The High Court has recently ruled in the case of Re SB (Capacity to consent to termination) [2013] EWHC 1417 that a lady suffering from bipolar disorder and who was being detained under the Mental Health Act 2005 did have capacity to consent to an abortion despite advice to the contrary from psychiatrists.


SB was a 37 year old woman who had been living with bipolar disorder for nearly 8 years. She had been detained under the Mental Health Act on a number of occasions but was taking medication to limit the impact of her condition upon her day to day life. She had previously been pregnant but had chosen to have a termination at 19 weeks. She become pregnant again by the same man, to whom she was by then married. At 17 weeks gestation she stopped taking her medication and her mental health declined severely. At five months gestation SB was again detained under the Mental Health Act by which time she expressed the wish to have a termination. The treating psychiatrists and hospital staff were of the opinion that she lacked capacity to consent to a termination. An application was therefore made to the Court of Protection.

The judgement

The court heard evidence from SB's psychiatrist who did not believe she had capacity at that time to consent. An independent psychiatrist agreed with that view, although also concluded that SB had litigation capacity.

In applying the relevant test under s.3 the court had to decide whether SB lacked mental capacity at the time she had made her decision. They concluded that although she was clearly suffering from a disturbance of the mind at the time of the proceedings she had given clear and reasoned instructions in the weeks before when she had expressed her wish to have a termination. SB had said that during the later stages of her pregnancy she had been unhappy and did not want her child to have to grow up with her in detention.

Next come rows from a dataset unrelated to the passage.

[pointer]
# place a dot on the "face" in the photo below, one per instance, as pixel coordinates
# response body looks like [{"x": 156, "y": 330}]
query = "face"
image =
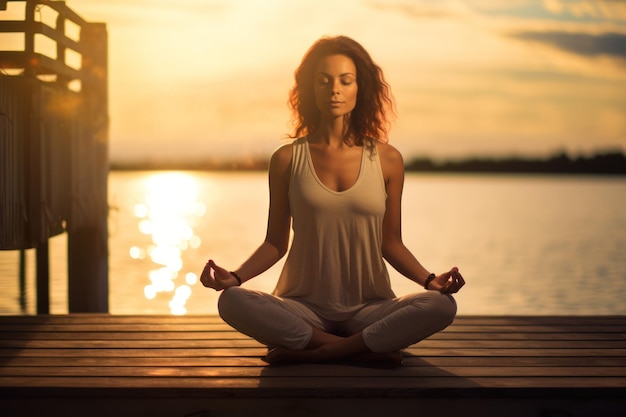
[{"x": 335, "y": 85}]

She also said that she saw no reason to have a child which would have to be put straight up for adoption. She expressed doubts about her own ability to raise a child and she said she would contemplate suicide if she was not allowed to obtain a termination.

The court decided that her reasoning was rational, albeit that her reasons were not necessarily good ones. The court followed the well established principle that a patient cannot be considered to lack capacity just because they make unwise decisions, thereby respecting her autonomy.


This is an interesting recent case on a very difficult issue.  Each case will turn on its own facts, but it is as well to recognise that the court will look carefully at all the evidence of capacity and will not merely follow the opinion of medical practitioners when deciding the issue.